Lizzie didn’t think she would ever be nice girlfriend material. She’d tried to keep things going with Guy, the Doncaster Rovers marketing manager, when she moved to London, but she saw less and less of him and began to see more and more of someone else. The overlap was messy and she wasn’t proud of herself, but life was changing so quickly. She was seconded to a unit in Scotland Yard and briefly believed that this was the beginning of a new life, until she discovered the new boyfriend had a serious coke habit, which could have jeopardised her career. Breaking up with him felt like a physical injury. She couldn’t eat, she couldn’t sleep and she couldn’t think straight. She was signed off sick and came home to her parents, who fussed and faffed and said: I told you so. Then her dad put the keys of the flat in Regent Square in her hand, put a good word in with his friend, Commander Laine, and suddenly she was a crime scene manager again. As Elvis guided her out through the villages she’d known all her life, an idea began to take shape. She could speak to Laine about Sean’s suspension. He’d listen to her, she was sure, and he could be made to see that it would be madness to lose such a promising young officer. She pulled into the car park of a pub and dialled his number.

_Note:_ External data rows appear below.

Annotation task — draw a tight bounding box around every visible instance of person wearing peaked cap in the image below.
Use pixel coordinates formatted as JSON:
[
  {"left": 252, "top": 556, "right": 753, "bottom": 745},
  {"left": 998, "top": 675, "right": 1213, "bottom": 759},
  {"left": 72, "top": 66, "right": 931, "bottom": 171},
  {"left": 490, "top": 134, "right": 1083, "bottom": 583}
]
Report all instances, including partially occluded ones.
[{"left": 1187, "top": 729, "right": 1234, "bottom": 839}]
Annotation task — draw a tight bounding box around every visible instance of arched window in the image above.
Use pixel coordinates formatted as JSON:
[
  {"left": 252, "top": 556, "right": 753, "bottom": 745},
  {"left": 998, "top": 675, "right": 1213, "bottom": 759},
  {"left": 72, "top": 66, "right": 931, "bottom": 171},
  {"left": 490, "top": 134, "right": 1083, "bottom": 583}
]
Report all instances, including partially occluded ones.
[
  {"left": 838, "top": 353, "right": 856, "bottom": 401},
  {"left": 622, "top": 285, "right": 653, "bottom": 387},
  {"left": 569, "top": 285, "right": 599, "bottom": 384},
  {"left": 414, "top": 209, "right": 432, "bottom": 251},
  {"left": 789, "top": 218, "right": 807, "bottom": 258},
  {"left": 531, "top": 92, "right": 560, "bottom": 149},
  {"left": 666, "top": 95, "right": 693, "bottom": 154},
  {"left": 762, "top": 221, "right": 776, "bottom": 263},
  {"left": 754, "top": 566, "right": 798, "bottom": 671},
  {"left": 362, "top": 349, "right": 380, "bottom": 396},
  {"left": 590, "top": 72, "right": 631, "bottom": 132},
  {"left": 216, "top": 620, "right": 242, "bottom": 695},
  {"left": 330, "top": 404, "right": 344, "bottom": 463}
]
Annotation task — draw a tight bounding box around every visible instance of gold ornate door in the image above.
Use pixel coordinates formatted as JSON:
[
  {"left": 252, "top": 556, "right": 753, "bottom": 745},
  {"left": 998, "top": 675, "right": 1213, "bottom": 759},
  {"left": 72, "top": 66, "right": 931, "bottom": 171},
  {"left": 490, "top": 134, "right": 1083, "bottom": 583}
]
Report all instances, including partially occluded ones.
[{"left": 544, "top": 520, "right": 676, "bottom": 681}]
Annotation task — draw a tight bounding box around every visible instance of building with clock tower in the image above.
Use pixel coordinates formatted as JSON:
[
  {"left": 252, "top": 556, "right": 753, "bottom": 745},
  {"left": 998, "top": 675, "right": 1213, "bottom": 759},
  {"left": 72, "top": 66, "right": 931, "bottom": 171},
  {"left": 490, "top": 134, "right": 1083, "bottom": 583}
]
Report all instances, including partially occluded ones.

The road to Halsworth Grange took her back to a family outing, years ago. Her mother thought it dingy and couldn’t understand why they didn’t do it up, but that was the point. The inside of the house had been left exactly as it was when the last Lady Halsworth died. The cracks in the walls and ceilings were testament to how the family made their money from the coal seam underneath. Her dad told her and her brother, for the hundredth time, that their great-grandfather had mined that very seam and if it hadn’t been for the grammar school they’d be down there still, digging for coal in the darkness.